Fourth Journey (MS 107/3/1-2)
25th September 1779
transcription
[25th September 1779]
25 Saturdag
gepasseerde nagt warm stil schoon weer term meest door den nagt 65. maneschyn.
desen morgen schoon weer het selfde als gisteren de lugt wat met dampen beset. hoogte op de vlakte 2265. voet.
[in margin:] s'avonds om 5 uren volle maan
gr | 28 | min van 't zenith | 23 |
brete | 0 | zuider declin: | 53 |
29 | 16 |
sagen nog beoosten ons cameeldorens en een struis en steenbok anders geen wild of menschen. schoon men my seide hier omtrent bosjemans te leggen. peilde onse verdere coers o:n:o: op.
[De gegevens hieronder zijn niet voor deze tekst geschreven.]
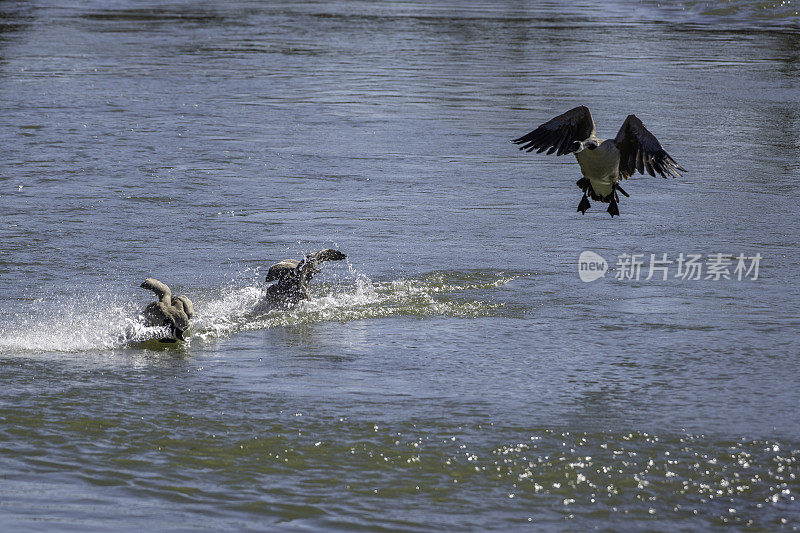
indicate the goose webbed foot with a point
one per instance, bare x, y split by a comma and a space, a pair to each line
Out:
584, 204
aan een klein heuveltje. vlak hard veld, vele kwarts en keitjes die als diamanten by de maan glimden, alles vlak so ver het oog kon dragen even heuvelig in het noordoosten tamelyke hoge gebroken heuvels van het zuidwesten tot noordoosten, wierd swaar sanderig na 5 uur rydens, spanden na 8¾ uur uit. by een graaf water ćamma sous dit is ook een graaf water dus is hier niet als met regentyd door te trekken, in dese gansche droge streek, dondert het ook dog niet veel regen in Caapse droge z:o: tydt. en sneeuwt het in de winter.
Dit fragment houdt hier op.